Netillas yedayim is a mitzvah that purifies the hands from the tumah that has settled on them during sleep. It very clearly increases a person's holiness. In addition to that, our Sages fixed an additional mitzvah upon this mitzvah - to make a bracha! This bracha declares that Hashem is the source of all blessing, the King of the universe, to Whom all knees must bend. He makes us holy (as He is holy) with His mitzvos, and has commanded us to wash our hands! What a praise and thanks to the Creator! What a deeper understanding and appreciation of the mitzvah! What a gift - an additional mitzvah of making a bracha! Kinderlach, make all of your bircas ha'mitzvos with great kavannah, and appreciate Hashem and His holy mitzvos!

It's My Pleasure

"If Balak will give me his house full of silver and gold, I cannot transgress the word of Hashem" (Bamidbar 22:18). This statement is taken as a criticism of Bilaam. Our sages explain that he was motivated purely by a desire for riches and honor. Therefore he mentioned that even an outlandish amount of money would not allow him to go against Hashem's will. There is another mention of a staggering amount of silver and gold in the writings of our sages. "Rebbe Yosi Ben Kisma said, 'Were you to give me all the silver, gold, precious stones, and pearls in the world, I would still only live in a place of Torah'" (Avos 6:9). Not only is this statement not a criticism, rather it is a great praise of the Tanna and his love for Torah. What is the difference? The matter needs some thought.

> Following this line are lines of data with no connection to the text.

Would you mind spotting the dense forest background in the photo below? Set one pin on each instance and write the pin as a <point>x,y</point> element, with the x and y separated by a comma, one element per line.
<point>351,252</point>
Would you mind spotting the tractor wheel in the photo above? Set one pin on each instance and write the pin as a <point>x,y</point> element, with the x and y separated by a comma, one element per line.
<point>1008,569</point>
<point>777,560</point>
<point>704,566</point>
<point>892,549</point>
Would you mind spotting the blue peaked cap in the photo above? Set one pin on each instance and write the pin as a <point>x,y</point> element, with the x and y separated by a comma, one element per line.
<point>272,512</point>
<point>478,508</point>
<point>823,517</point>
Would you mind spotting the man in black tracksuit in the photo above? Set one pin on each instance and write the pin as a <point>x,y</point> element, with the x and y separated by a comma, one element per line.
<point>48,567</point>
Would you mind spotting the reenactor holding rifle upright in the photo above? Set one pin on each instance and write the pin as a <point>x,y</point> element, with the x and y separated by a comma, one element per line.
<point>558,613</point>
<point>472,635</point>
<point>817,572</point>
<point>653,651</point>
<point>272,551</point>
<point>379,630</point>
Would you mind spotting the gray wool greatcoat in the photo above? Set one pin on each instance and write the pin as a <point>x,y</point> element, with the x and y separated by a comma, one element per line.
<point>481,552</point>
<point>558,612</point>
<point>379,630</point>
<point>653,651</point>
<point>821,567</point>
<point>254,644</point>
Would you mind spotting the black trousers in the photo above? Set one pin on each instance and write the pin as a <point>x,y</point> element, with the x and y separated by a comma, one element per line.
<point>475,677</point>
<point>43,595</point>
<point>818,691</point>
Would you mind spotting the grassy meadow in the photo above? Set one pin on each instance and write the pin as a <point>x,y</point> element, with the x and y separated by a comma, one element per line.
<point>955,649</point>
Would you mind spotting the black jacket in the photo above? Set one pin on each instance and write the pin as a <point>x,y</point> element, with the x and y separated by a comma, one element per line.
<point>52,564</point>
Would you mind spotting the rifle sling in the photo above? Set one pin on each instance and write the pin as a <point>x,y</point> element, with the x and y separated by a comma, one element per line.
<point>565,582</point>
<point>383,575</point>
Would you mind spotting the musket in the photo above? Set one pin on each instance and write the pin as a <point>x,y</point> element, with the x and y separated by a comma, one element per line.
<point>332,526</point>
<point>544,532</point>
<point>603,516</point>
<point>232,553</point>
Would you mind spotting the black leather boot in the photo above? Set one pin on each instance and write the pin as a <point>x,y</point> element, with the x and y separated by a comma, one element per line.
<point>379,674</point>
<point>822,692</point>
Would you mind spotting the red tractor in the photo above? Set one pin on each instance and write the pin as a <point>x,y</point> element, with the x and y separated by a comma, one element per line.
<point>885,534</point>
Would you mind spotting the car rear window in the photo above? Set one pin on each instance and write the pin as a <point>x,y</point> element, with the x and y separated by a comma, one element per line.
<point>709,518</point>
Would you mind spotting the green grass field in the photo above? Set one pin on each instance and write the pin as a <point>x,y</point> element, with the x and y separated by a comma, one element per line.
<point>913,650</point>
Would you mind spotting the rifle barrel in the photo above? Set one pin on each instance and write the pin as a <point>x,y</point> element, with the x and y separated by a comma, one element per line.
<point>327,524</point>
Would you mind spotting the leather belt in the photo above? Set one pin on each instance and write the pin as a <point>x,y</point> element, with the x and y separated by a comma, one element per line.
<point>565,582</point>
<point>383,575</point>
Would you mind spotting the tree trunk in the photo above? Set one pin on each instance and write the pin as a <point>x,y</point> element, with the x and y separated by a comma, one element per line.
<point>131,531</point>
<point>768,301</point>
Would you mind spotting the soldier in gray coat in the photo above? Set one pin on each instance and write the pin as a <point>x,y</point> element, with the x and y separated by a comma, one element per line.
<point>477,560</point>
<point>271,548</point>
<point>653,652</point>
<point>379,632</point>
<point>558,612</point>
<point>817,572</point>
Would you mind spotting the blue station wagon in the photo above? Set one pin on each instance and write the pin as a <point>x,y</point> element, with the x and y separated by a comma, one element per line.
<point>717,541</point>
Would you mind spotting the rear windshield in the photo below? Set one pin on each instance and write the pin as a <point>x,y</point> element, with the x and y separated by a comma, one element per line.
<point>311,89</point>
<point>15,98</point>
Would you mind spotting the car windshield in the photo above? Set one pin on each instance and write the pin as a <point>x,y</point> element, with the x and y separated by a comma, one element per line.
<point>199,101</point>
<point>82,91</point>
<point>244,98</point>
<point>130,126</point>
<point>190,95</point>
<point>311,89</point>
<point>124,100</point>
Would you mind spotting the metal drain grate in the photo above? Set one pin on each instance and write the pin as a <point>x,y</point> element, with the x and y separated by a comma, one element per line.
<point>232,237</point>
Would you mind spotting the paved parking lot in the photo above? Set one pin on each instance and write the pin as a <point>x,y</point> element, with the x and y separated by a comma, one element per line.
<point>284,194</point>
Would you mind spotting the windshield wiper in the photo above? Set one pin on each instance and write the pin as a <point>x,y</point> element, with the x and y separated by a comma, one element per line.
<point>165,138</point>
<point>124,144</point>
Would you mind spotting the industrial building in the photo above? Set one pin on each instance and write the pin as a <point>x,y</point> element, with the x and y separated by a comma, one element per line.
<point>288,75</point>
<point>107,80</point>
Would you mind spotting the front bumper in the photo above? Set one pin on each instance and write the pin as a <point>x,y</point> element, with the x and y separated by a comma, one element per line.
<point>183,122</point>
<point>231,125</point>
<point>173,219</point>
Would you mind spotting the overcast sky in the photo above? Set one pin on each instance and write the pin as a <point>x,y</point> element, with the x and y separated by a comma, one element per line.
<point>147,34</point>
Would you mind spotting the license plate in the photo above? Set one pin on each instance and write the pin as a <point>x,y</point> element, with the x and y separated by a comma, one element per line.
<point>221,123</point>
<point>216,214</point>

Rebbe Nochumke of Horodna zt"l explains that it is all a question of attitude. Bilaam's attitude was "What can I do? I cannot go against Hashem's will." We understand that if Bilaam were able to go against Hashem, he would. That is definitely not the way that Hashem wants us to do His will. Contrast this with Rebbe Yosi Ben Kisma. "I would only live in a place of Torah." "Even if I were able to live someplace else, I would not want to go against Hashem's will." As the Mishna states, "Do His will as you would do your own will" (Avos 2:4). It was his greatest pleasure and privilege to do Hashem's will.

Kinderlach . . .

We know that obeying our parents fulfills Hashem's will in many ways. It fulfills the mitzvah of honoring and fearing them. It also gives honor to Hashem, for they are our closest connection to Him. We would not even think of disobeying them. But what is our attitude when we listen to them? "Okay, Imma. I'll do what you want." That is not a very positive attitude. "Imma, it is my pleasure to help you! Is there anything else that I can do?" "No Ezra, you've done it all. You've given us great nachas."

* Bircas HaTorah is a dispute amongst the Rishonim and Acharonim if it is d'oraysa or d'rabannan.